Le propriétaire ne se tenait pas pour battu : devant le refus de tout dédommagement par la commune, il essaiera de démontrer, comme tant d'autres avant lui, qu'il y avait violation de la Convention européenne des Droits de l'homme, et spécialement de l'article 1 de son protocole additionnel qui prévoit que ' toute personne physique ou morale a droit au respect de ses biens ; nul ne peut être privé de sa propriété que pour cause d'utilité publique et dans les conditions prévues par la loi. Les dispositions précédentes ne portent pas atteinte aux droits que possèdent les Etats de mettre en vigueur des lois qu'ils jugent nécessaires pour réglementer l'usage des biens conformément à l'intérêt général '. Notre vigneron soutenait que l'article L 160-5 du code de l'urbanisme prévoit une exception au refus d'indemnisation touchant aux droits acquis par les propriétaires et à la modification de l'état antérieur. Et l'article ne fait pas obstacle à ce que le propriétaire dont le bien est frappé d'une servitude légale prétende à une indemnisation dans les cas exceptionnels où il résulte que le propriétaire supporte une charge spéciale et exorbitante, hors de proportion avec l'objectif d'intérêt général poursuivi par la création de la servitude.
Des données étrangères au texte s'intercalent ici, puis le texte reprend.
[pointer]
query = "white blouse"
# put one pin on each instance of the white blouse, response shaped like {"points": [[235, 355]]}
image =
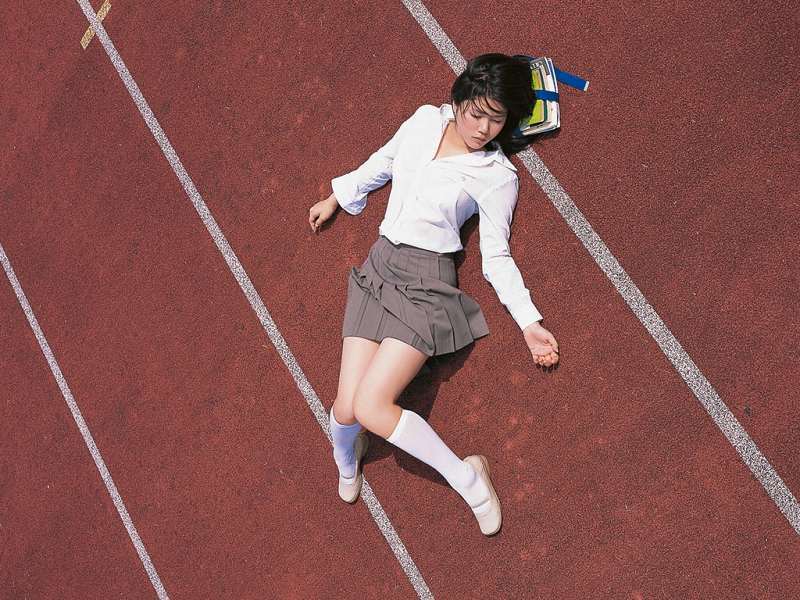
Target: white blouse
{"points": [[431, 199]]}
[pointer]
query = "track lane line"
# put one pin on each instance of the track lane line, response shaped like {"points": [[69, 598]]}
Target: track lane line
{"points": [[719, 412], [243, 279], [119, 504]]}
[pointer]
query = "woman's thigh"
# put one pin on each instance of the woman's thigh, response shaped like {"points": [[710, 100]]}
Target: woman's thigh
{"points": [[356, 356], [392, 368]]}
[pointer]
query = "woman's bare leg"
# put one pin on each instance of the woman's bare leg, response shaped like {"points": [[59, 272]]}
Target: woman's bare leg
{"points": [[357, 353], [392, 368]]}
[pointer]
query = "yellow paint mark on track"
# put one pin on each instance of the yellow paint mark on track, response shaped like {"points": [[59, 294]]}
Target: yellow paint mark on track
{"points": [[101, 14]]}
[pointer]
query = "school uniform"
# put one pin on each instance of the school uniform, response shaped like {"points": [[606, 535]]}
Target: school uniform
{"points": [[407, 287]]}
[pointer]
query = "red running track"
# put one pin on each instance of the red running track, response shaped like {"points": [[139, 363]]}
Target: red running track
{"points": [[614, 480]]}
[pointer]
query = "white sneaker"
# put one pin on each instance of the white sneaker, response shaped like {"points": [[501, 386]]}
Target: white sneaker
{"points": [[488, 514], [350, 488]]}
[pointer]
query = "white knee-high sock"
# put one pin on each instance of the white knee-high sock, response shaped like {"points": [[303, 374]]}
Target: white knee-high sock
{"points": [[416, 437], [344, 438]]}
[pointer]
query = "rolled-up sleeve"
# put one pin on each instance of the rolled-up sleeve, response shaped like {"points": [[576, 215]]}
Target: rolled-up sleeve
{"points": [[496, 209], [351, 189]]}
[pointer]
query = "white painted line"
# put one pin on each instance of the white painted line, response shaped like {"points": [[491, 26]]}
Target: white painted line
{"points": [[84, 429], [684, 365], [236, 268]]}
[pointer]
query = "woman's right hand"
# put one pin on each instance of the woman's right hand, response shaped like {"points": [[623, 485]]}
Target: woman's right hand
{"points": [[321, 212]]}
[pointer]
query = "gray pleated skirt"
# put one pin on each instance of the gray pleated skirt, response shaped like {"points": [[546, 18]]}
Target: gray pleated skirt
{"points": [[411, 294]]}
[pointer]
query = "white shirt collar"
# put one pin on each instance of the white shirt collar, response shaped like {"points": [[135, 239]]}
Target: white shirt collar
{"points": [[481, 157]]}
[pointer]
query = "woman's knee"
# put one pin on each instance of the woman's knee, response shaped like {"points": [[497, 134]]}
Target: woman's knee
{"points": [[377, 413]]}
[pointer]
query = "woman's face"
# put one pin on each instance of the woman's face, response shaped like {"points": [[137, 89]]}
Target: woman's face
{"points": [[479, 121]]}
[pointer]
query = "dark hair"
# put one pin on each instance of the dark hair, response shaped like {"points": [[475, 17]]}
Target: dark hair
{"points": [[504, 79]]}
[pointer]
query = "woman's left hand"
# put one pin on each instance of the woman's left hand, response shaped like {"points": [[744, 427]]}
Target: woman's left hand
{"points": [[542, 344]]}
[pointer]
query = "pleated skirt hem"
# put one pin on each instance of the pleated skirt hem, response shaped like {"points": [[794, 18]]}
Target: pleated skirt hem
{"points": [[411, 294]]}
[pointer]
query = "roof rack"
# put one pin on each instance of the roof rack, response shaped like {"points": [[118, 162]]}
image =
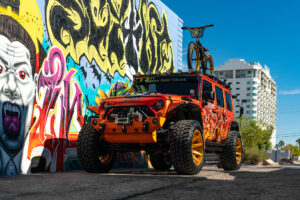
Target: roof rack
{"points": [[223, 83]]}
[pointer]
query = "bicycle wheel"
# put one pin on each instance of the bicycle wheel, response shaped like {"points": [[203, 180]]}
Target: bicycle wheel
{"points": [[209, 63], [193, 57]]}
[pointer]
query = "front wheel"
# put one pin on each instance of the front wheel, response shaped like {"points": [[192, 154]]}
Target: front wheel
{"points": [[231, 157], [187, 147], [89, 152]]}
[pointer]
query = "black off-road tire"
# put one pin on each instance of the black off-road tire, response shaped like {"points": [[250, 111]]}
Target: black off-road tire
{"points": [[181, 136], [89, 150], [228, 156], [160, 161]]}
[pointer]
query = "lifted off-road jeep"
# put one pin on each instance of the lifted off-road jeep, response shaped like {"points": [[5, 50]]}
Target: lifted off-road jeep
{"points": [[180, 119]]}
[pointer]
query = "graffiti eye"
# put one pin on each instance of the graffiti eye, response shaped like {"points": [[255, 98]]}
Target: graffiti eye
{"points": [[22, 74]]}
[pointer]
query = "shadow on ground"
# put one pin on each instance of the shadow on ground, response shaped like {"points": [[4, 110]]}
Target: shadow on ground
{"points": [[210, 183]]}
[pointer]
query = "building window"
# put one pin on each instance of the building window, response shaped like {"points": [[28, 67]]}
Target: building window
{"points": [[228, 74], [240, 74]]}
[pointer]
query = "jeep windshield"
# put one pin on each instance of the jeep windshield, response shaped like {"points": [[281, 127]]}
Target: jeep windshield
{"points": [[181, 85]]}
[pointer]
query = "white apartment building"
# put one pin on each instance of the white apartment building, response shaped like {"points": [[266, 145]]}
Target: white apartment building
{"points": [[255, 90]]}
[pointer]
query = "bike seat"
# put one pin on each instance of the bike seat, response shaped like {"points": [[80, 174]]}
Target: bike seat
{"points": [[205, 49], [196, 31]]}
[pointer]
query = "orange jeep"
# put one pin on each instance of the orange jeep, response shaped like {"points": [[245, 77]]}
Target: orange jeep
{"points": [[180, 119]]}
Partant de là, le Conseil d'Etat sera amené à rendre une décision susceptible de conforter les maires dans leur souci de maintenir la destination des terres agricoles. En effet, il sera jugé que l'article L 160-5 du code de l'urbanisme n'est pas contraire à l'article 1 du protocole additionnel de la Convention européenne, car il réserve la possibilité d'indemnisation dans un certain nombre de cas. De ce fait, le refus d'indemnisation n'est pas incompatible avec le respect de la propriété, car il s'agit d'assurer un juste équilibre entre l'intérêt général et les impératifs de sauvegarde du droit de propriété. De même, les dispositions contenues dans l'article L 160-5 CU laissent au législateur une marge d'appréciation étendue, en particulier pour mener une politique d'urbanisme. Ces considérations tirées de la loi s'inscrivent parfaitement dans le texte de l'article 1 du protocole additionnel de la Convention européenne, puisque le code de l'urbanisme, après avoir affirmé la non-indemnisation, laisse la facilité aux Etats membres de dédommager dans certains cas. En conséquence, la Convention européenne des droits de l'homme n'est pas incompatible avec l'intérêt public à maintenir des zones agricoles dans un POS.
Restait à savoir si l'exception au refus d'indemnisation était établie. Il aurait fallu que le propriétaire subît du fait de l'inconstructibilité de son terrain une charge exorbitante hors de proportion avec les justifications d'intérêt général poursuivies par le POS. La réponse sera riche d'enseignement : le fait de maintenir des parcelles en zone inconstructible n'est pas hors de proportion par rapport à l'intérêt général.

Référence : Conseil d'Etat 3 juillet 1998, AJDA 98-639.